Я не могу пообещать Сорену, что все будет хорошо, но я буду сражаться за то, чтобы с этим ребенком больше ничего не случилось. Это обещание я могу дать себе.

Прижав Сорена к груди, я отворачиваюсь от Тирнана, который все еще стоит возле медленно умирающего русского, и начинаю спускаться по трем простым деревянным ступенькам крыльца. Носок моего правого сапога едва касается досок последней ступеньки, когда что-то твердое ударяется о мой череп.

Удар мгновенно лишает меня равновесия, и я падаю вперед, еще не успев осознать, что только что произошло.

Я изо всех сил стараюсь наклониться, чтобы не приземлиться прямо на плачущего мальчика в моих руках.

К боли, отдающейся в затылке, добавляется удар неумолимой твердой земли о мое левое плечо и бок.

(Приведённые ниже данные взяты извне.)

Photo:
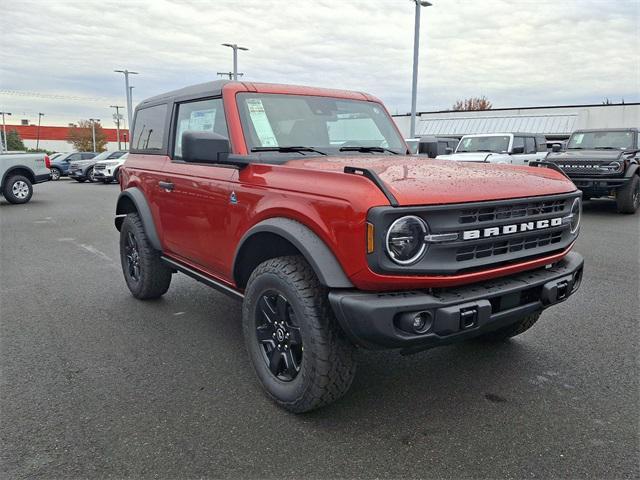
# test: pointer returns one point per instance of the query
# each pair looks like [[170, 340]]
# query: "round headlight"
[[405, 240], [576, 212]]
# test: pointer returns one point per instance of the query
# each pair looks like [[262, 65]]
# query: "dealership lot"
[[95, 383]]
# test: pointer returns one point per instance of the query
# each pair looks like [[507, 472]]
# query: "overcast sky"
[[58, 57]]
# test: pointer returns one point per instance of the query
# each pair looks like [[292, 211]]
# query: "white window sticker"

Зрение то пропадает, то расфокусируется, пока я пытаюсь сориентироваться в окружающей обстановке и текущем положении.

Краем глаза я вижу, как Тирнан спускается по ступенькам. Его рот снова двигается, как будто он ведет полноценный разговор, но он по-прежнему не издает ни звука.

— Сорен, — задыхаюсь я, голова все еще кружится, а в животе подкатывает тошнота. Учитывая, как сильно Тирнан меня ударил, я не удивлюсь, если, потянувшись назад, обнаружу, что мой скальп кровоточит. С болезненным стоном я переворачиваюсь на живот, чтобы видеть, как парень уползает на руках и коленях. Большие, наполненные слезами карие глаза смотрят на меня через плечо, а нижняя губа дрожит от истерических рыданий. — Беги. Ты должен убежать и спрятаться, хорошо? — он не дает мне понять, что понимает мои слова. — Сорен, беги! Прямо сейчас! — мой повышенный и немного панический голос наконец-то заставляет его споткнуться и встать на ноги.